Etwas mehr als 12 Minuten lang hält Becky Moss ihren Staubsaugerbeutel in die Kamera und inspiziert den Inhalt im Video «Disaster Clean With Me». Das ist nur eines aus der aktuell stark wachsenden YouTube-Kollektion zum Thema «Deep Cleaning». Um 50 Prozent stieg die Anzahl solcher Videos an. Influencer*innen räumen auf, putzen. Jede Ecke ihres Hauses, ihrer Wohnung, ihres Autos und so weiter – filmen das und laden es hoch.
Deep-Cleaning spreadet
Mittlerweile hat das Deep-Cleaning-Phänomen auch Tiktok infiziert und nimmt dort noch einmal groteskere Formen an. Es gibt dabei nicht wie bei YouTube Timelapse-Aufnahmen, bei denen ganze Räume aufgeräumt werden, sondern Nahaufnahmen von Ecken, wo die Sonne schon länger nicht mehr hin geschienen hat. Je ekliger die Ansichten, die dabei enthüllt werden, desto besser. Und auch: desto krasser der Vorher-Nachher-Effekt.

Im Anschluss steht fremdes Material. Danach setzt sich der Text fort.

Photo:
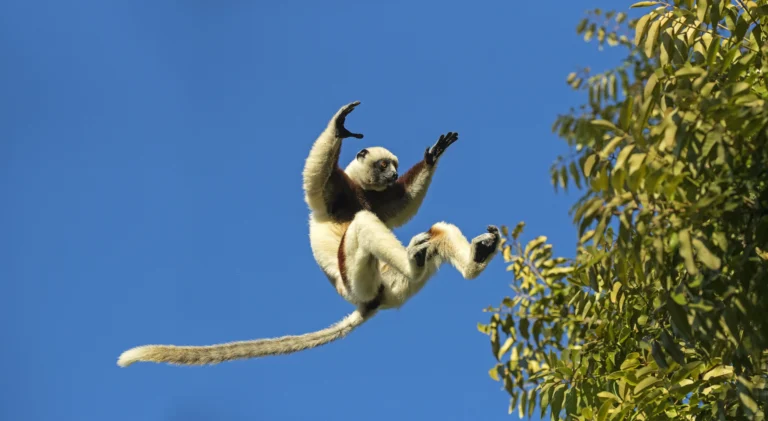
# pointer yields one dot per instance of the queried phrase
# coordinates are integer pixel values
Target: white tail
(214, 354)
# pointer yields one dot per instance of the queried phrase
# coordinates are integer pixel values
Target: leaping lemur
(352, 214)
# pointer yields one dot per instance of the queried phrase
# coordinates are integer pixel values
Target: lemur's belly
(325, 238)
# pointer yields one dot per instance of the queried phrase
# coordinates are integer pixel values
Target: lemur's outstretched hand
(433, 153)
(341, 117)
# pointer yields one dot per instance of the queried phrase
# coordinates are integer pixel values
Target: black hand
(433, 153)
(342, 131)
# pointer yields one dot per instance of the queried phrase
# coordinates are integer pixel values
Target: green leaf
(714, 48)
(589, 164)
(645, 383)
(608, 395)
(658, 355)
(705, 256)
(644, 4)
(640, 27)
(679, 318)
(623, 155)
(652, 38)
(719, 371)
(602, 414)
(748, 402)
(686, 251)
(494, 373)
(523, 327)
(611, 146)
(504, 348)
(605, 124)
(689, 72)
(701, 10)
(557, 401)
(673, 350)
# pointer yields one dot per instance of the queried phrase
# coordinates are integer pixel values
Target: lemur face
(373, 168)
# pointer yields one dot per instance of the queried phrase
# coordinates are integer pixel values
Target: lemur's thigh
(469, 257)
(366, 242)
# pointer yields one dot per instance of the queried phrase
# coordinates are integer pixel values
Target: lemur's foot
(417, 249)
(341, 118)
(484, 245)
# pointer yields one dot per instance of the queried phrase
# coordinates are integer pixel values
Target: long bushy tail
(214, 354)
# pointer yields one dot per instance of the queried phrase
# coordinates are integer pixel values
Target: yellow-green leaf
(652, 38)
(645, 383)
(494, 373)
(589, 164)
(609, 148)
(689, 72)
(602, 414)
(623, 155)
(615, 291)
(686, 252)
(644, 4)
(701, 10)
(640, 28)
(721, 370)
(748, 402)
(604, 123)
(504, 348)
(608, 395)
(705, 256)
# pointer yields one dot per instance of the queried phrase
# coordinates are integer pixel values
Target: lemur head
(373, 168)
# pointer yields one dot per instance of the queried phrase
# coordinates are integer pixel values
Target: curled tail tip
(131, 356)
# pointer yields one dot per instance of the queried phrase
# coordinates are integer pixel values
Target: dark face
(385, 171)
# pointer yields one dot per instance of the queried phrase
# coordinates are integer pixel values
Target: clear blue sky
(150, 160)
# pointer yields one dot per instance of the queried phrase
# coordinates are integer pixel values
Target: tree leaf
(608, 395)
(686, 251)
(701, 10)
(504, 348)
(719, 371)
(557, 401)
(679, 318)
(605, 124)
(705, 256)
(602, 414)
(640, 27)
(623, 155)
(652, 38)
(645, 383)
(748, 402)
(589, 164)
(644, 4)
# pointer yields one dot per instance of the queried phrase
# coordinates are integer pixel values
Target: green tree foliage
(663, 312)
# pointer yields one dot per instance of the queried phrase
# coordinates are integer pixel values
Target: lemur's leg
(469, 258)
(365, 244)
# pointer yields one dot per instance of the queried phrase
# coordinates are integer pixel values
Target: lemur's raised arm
(350, 233)
(399, 203)
(323, 161)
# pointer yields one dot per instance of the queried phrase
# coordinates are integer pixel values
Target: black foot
(486, 244)
(342, 131)
(418, 249)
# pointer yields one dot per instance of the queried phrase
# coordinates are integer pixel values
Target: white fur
(373, 257)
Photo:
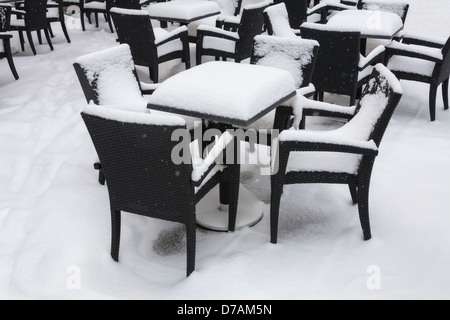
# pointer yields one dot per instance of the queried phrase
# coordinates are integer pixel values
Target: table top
(183, 11)
(226, 92)
(371, 24)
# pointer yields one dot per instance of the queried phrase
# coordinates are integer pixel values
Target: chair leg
(432, 98)
(445, 93)
(30, 40)
(190, 246)
(363, 208)
(22, 40)
(353, 193)
(8, 54)
(39, 36)
(82, 20)
(49, 40)
(64, 28)
(115, 234)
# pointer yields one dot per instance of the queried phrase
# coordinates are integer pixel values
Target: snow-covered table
(371, 24)
(232, 94)
(182, 11)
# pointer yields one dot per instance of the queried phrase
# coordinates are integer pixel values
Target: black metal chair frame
(136, 30)
(250, 25)
(358, 183)
(440, 73)
(35, 19)
(142, 178)
(5, 36)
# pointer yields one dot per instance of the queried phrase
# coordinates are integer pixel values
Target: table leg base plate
(212, 217)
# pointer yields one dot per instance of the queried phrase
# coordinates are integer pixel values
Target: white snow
(55, 219)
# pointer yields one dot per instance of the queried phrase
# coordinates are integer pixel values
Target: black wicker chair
(422, 60)
(342, 156)
(99, 7)
(276, 20)
(55, 13)
(92, 72)
(34, 15)
(224, 43)
(150, 46)
(340, 68)
(228, 9)
(5, 36)
(297, 11)
(136, 154)
(80, 5)
(295, 55)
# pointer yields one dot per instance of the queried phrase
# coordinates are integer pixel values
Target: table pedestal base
(214, 216)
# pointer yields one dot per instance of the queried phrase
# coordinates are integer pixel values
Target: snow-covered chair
(135, 150)
(150, 46)
(228, 9)
(340, 68)
(55, 13)
(343, 156)
(276, 19)
(34, 15)
(424, 60)
(295, 55)
(224, 43)
(5, 37)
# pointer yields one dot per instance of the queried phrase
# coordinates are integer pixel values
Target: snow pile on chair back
(111, 72)
(279, 20)
(289, 54)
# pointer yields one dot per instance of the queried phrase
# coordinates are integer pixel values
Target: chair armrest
(148, 88)
(173, 35)
(201, 170)
(414, 51)
(423, 41)
(374, 57)
(205, 30)
(300, 140)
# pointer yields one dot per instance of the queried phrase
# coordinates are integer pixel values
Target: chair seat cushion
(411, 65)
(323, 162)
(96, 5)
(175, 45)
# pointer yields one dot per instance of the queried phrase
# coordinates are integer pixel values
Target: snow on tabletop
(375, 23)
(112, 70)
(289, 54)
(279, 20)
(424, 50)
(225, 89)
(183, 10)
(119, 113)
(129, 11)
(227, 7)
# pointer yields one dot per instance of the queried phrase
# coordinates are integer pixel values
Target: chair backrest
(399, 8)
(251, 25)
(378, 101)
(442, 71)
(109, 77)
(5, 17)
(336, 69)
(296, 11)
(36, 17)
(229, 7)
(134, 28)
(277, 21)
(295, 55)
(126, 4)
(135, 152)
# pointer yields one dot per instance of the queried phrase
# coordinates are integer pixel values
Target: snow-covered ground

Videos mit dem Hashtag #Cleaning verzeichnen mittlerweile 44 Milliarden Views. Also viele. Deren Erfolg und richtig hohe Zuschauer*innenzahlen zeigen, dass im Putzen mehr steckt als nur der Spass am Ergebnis, an der Sauberkeit. Der Weg ist dabei das Ziel. Und noch befriedigender als nur zuzusehen ist es, tatsächlich auch selbst zu putzen.
Die Meditation des Putzens
Kurzer Exkurs dazu: In vielen buddhistischen Klöstern beginnt der Tagesablauf der Mönche mit gemeinsamem Putzen. Es steht für die erste Meditation des Tages. Das kann jeder nachvollziehen, der Dreck mit Hingabe entfernt. Die körperliche Arbeit hat etwas Gedankenverlorenes und gleichzeitig Tiefsystematisches.
Die schwingenden Bewegungen, die Wiederholungen, das hartnäckige Reiben allein wirken repetitiv beruhigend. Befreiend geradezu. Beim Putzen gewinnt man den Überblick und die Souveränität über seine Bleibe und seinen Alltag zurück. Ein effizientes Antidepressivum, wenn die Welt draussen immer unübersichtlicher wird. Man muss es, anders als die Mönche, nicht einmal in tiefer Stille erledigen, sondern kann Musik dabei hören – am besten laut.